On 2021-05-07 22:45, Pablo Galindo Salgado wrote:
Hi there,
We are preparing a PEP and we would like to start some early discussion about one of the main aspects of the PEP.
The work we are preparing is to allow the interpreter to produce more fine-grained error messages, pointing to the source associated to the instructions that are failing. For example:
Traceback (most recent call last):
File "test.py", line 14, in <module>
lel3(x)
^^^^^^^
File "test.py", line 12, in lel3
return lel2(x) / 23
^^^^^^^
File "test.py", line 9, in lel2
return 25 + lel(x) + lel(x)
^^^^^^
File "test.py", line 6, in lel
return 1 + foo(a,b,c=x['z']['x']['y']['z']['y'], d=e)
^^^^^^^^^^^^^^^^^^^^^
TypeError: 'NoneType' object is not subscriptable
The cost of this is having the start column number and end column number information for every bytecode instruction and this is what we want to discuss (there is also some stack cost to re-raise exceptions but that's not a big problem in any case). Given that column numbers are not very big compared with line numbers, we plan to store these as unsigned chars or unsigned shorts. We ran some experiments over the standard library and we found that the overhead of all pyc files is:
* If we use shorts, the total overhead is ~3% (total size 28MB and the extra size is 0.88 MB). * If we use chars. the total overhead is ~1.5% (total size 28 MB and the extra size is 0.44MB).

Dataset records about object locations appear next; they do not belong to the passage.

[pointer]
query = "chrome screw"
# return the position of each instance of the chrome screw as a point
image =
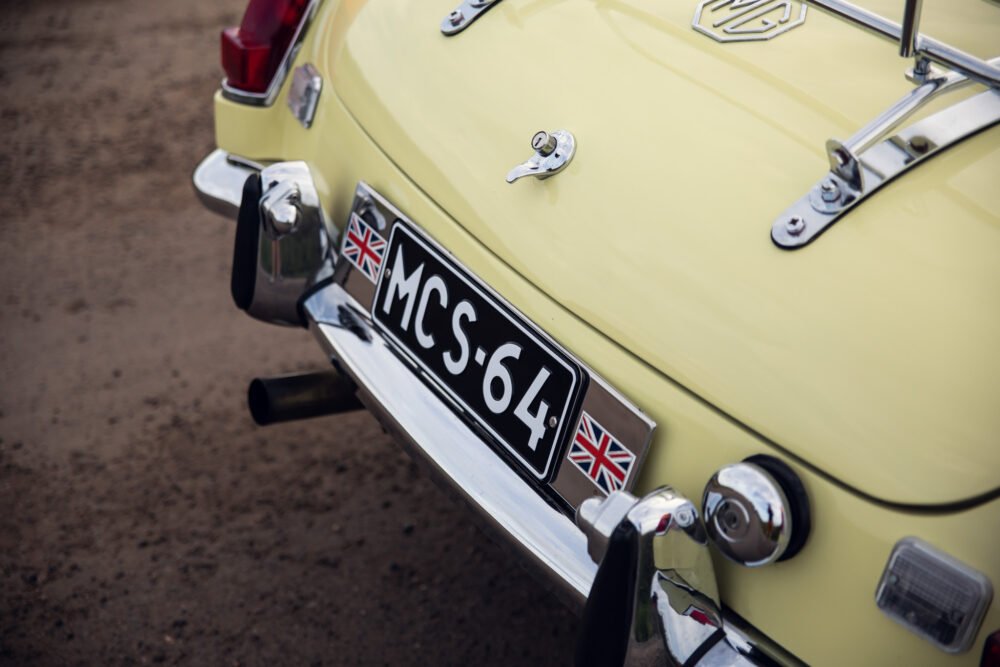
(920, 144)
(829, 190)
(795, 225)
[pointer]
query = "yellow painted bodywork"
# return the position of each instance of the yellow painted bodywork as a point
(873, 356)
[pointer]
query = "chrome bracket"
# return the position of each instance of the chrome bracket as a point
(303, 95)
(463, 15)
(875, 155)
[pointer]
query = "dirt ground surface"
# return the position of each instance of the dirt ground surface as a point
(143, 517)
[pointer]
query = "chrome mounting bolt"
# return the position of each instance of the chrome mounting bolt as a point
(829, 190)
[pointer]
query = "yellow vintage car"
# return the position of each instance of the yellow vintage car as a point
(697, 303)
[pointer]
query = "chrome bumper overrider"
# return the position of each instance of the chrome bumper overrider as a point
(219, 179)
(654, 596)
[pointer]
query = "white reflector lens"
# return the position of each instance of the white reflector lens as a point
(933, 595)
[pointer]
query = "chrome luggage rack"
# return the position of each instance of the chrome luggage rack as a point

One of the disadvantages of using chars is that we can only report columns from 1 to 255 so if an error happens in a column bigger than that then we would have to exclude it (and not show the highlighting) for that frame. Unsigned short will allow the values to go from 0 to 65535.
[snip]How common are lines are longer than 255 characters, anyway? One thought: could the stored column position not include the indentation? Would that help?